Statistical model of ligand substitution

Question

Recently, I was told that in case of a particular step of a generic ligand substitution reaction:

$$\ce{M(OH2)_{$N - n$}L_{n} + L <=> M(OH2)_{$N - n - 1$}L_{$n + 1$} + H2O}$$

The probability of the forward reaction and by extension, the equilibrium constant of this step, $K_n$ would be proportional to

$$\frac{N - n}{n + 1}$$

by a purely statistical analysis. Now I have thought about this for quite a bit, but I can't understand the mathematical reasoning behind arriving at this expression. I suspect it has something to do with the numbers of the ligand being replaced and the ligand which is replacing the other one. Can anyone explain the process of arriving at this expression using simple (if possible) reasoning?

Answer 1

I think the answer may just come down to a simple counting of available sites. The equilibrium constant for a reaction is equal to the ratio of the forward and reverse reaction rates. For the forward reaction, there are $N-n$ sites available at which a ligand can replace an $\ce{H2O}$. Conversely, for the reverse reaction, there are $n+1$ ligand sites at which a water molecules can replace it. If we assume that in each case the reaction rate with $m$ sites available is equal to $m$ times the reaction rate with $1$ site available, we obtain an equilibrium constant that is proportional to the ratio of sites available for the forward and reverse reactions.

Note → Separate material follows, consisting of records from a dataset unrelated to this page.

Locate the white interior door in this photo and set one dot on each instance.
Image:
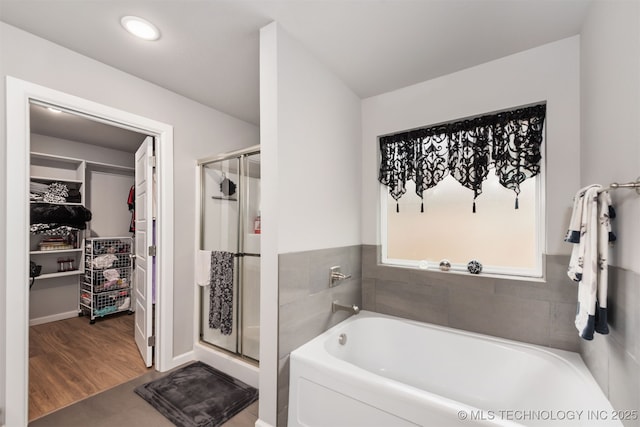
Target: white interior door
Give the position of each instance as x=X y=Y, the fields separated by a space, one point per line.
x=144 y=239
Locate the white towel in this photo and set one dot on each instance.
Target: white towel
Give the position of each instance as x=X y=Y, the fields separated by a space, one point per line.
x=588 y=264
x=203 y=268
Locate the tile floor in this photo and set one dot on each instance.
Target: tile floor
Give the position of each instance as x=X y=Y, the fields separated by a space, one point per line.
x=120 y=406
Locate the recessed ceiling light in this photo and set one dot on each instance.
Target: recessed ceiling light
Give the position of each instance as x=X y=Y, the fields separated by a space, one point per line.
x=140 y=28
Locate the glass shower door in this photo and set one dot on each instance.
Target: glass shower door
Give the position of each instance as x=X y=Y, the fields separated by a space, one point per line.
x=250 y=262
x=220 y=206
x=230 y=222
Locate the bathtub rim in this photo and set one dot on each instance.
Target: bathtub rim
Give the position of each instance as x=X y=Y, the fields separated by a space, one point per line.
x=313 y=358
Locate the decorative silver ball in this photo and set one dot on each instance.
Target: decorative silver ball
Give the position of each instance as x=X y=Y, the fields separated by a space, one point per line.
x=474 y=267
x=445 y=265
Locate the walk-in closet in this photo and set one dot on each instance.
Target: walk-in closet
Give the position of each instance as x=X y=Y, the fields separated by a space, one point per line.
x=82 y=175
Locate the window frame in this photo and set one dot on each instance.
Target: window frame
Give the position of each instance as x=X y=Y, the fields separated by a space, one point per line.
x=536 y=273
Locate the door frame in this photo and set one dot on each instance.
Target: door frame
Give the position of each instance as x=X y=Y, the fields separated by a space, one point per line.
x=16 y=301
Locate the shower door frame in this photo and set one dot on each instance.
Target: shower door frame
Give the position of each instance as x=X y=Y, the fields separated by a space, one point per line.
x=243 y=202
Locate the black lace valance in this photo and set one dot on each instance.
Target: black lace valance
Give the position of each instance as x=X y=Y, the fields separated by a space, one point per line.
x=509 y=142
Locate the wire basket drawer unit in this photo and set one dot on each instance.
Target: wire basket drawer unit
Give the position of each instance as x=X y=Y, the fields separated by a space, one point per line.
x=106 y=287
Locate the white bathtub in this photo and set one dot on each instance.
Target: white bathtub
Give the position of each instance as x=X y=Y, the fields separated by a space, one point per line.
x=397 y=372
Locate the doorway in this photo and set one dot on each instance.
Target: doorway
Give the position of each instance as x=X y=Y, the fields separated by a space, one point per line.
x=19 y=96
x=83 y=166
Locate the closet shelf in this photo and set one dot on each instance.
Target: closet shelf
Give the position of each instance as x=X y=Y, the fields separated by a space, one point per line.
x=61 y=274
x=48 y=179
x=57 y=251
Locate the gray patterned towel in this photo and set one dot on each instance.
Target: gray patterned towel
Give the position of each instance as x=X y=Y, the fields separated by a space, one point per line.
x=221 y=292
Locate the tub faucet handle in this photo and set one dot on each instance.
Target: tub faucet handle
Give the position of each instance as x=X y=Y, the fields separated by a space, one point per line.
x=336 y=276
x=336 y=306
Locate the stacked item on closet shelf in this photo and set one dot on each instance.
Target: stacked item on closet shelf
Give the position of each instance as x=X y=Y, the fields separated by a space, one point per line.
x=58 y=217
x=106 y=288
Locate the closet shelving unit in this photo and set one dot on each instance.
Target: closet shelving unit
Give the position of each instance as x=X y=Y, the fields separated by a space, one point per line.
x=106 y=286
x=62 y=258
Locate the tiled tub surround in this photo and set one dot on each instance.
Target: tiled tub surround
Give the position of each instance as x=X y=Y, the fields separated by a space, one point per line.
x=305 y=303
x=523 y=310
x=528 y=311
x=391 y=371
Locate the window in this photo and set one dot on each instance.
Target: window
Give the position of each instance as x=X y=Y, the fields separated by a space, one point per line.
x=466 y=209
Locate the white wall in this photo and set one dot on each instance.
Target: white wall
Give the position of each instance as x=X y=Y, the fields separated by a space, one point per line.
x=610 y=89
x=310 y=176
x=611 y=115
x=199 y=132
x=549 y=72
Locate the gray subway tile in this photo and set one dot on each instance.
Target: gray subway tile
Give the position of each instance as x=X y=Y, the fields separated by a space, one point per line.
x=624 y=380
x=500 y=315
x=562 y=331
x=293 y=277
x=414 y=301
x=595 y=354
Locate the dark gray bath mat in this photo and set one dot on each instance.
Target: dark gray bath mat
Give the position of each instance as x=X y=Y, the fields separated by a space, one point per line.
x=198 y=395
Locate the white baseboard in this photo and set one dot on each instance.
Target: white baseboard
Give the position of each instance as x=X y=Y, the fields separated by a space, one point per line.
x=53 y=318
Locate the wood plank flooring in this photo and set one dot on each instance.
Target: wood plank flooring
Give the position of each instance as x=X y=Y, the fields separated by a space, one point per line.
x=70 y=360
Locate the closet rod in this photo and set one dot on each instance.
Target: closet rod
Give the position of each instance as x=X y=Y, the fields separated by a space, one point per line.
x=614 y=186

$$K=\frac{k_{f,N-n}}{k_{r,n+1}}\approx\frac{(N-n)k_{f,1}}{(n+1)k_{r,1}}\propto\frac{(N-n)}{(n+1)}$$

Answer 2

I think the easy way out is to invoke $S_\mathrm m = R \ln \Omega$. If we assume that for a generic complex $\ce{MA_{n}B_{$N-n$}}$,

$$\Omega = {N \choose n} = \frac{N!}{n!(N-n)!} \quad \left[ = {N \choose N-n} \right]$$

and that for the individual molecules $\ce{A}$ and $\ce{B}$, $\Omega = 1$, then the equilibrium constant $K$ for

$$\ce{MA_{n}B_{$N-n$} + A <=> MA_{n + 1}B_{$N-n-1$} + B}$$

is given by

$$\begin{align} K &= \exp\left(\frac{-\Delta_\mathrm r G}{RT}\right) \\ &= \exp\left(\frac{\Delta_\mathrm r S}{R}\right) \\ &= \exp\left(\frac{S_\mathrm{m}(\ce{MA_{n + 1}B_{$N-n-1$}}) + S_\mathrm{m}(\ce{B}) - S_\mathrm{m}(\ce{MA_{n}B_{$N-n$}}) - S_\mathrm{m}(\ce{A})}{R}\right) \\ &= \exp[\ln\Omega(\ce{MA_{n + 1}B_{$N-n-1$}}) + \ln\Omega(\ce{B}) - \ln\Omega(\ce{MA_{n}B_{$N-n$}}) - \ln\Omega(\ce{A})] \\ &= \exp\left[\ln\left(\frac{\Omega(\ce{MA_{n + 1}B_{$N-n-1$}})\Omega(\ce{B})}{\Omega(\ce{MA_{n}B_{$N-n$}})\Omega(\ce{A})}\right)\right] \\ &= \frac{\Omega(\ce{MA_{n + 1}B_{$N-n-1$}})\Omega(\ce{B})}{\Omega(\ce{MA_{n}B_{$N-n$}})\Omega(\ce{A})} \\ &= \frac{N!}{(n+1)!(N-n-1)!} \cdot \frac{n!(N-n)!}{N!} \\ &= \frac{N-n}{n+1} \end{align}$$

The reason for ignoring $\Delta_\mathrm r H$ is because we are only interested in statistical effects, i.e. entropy, and we don't care about the actual stability of the complex or the strength of the M–L bonds. However, the exact justification for assuming this form for $\Omega$ still eludes me. It makes intuitive sense (that there are $N!/(n!(N-n)!)$ ways to arrange $n$ different ligands in $N$ different coordination sites), but I can't convince myself (and don't want to attempt to convince you) that it's entirely rigorous. In particular, I feel like symmetry should play a role here; maybe it is simply that the effects of any symmetry eventually cancel out.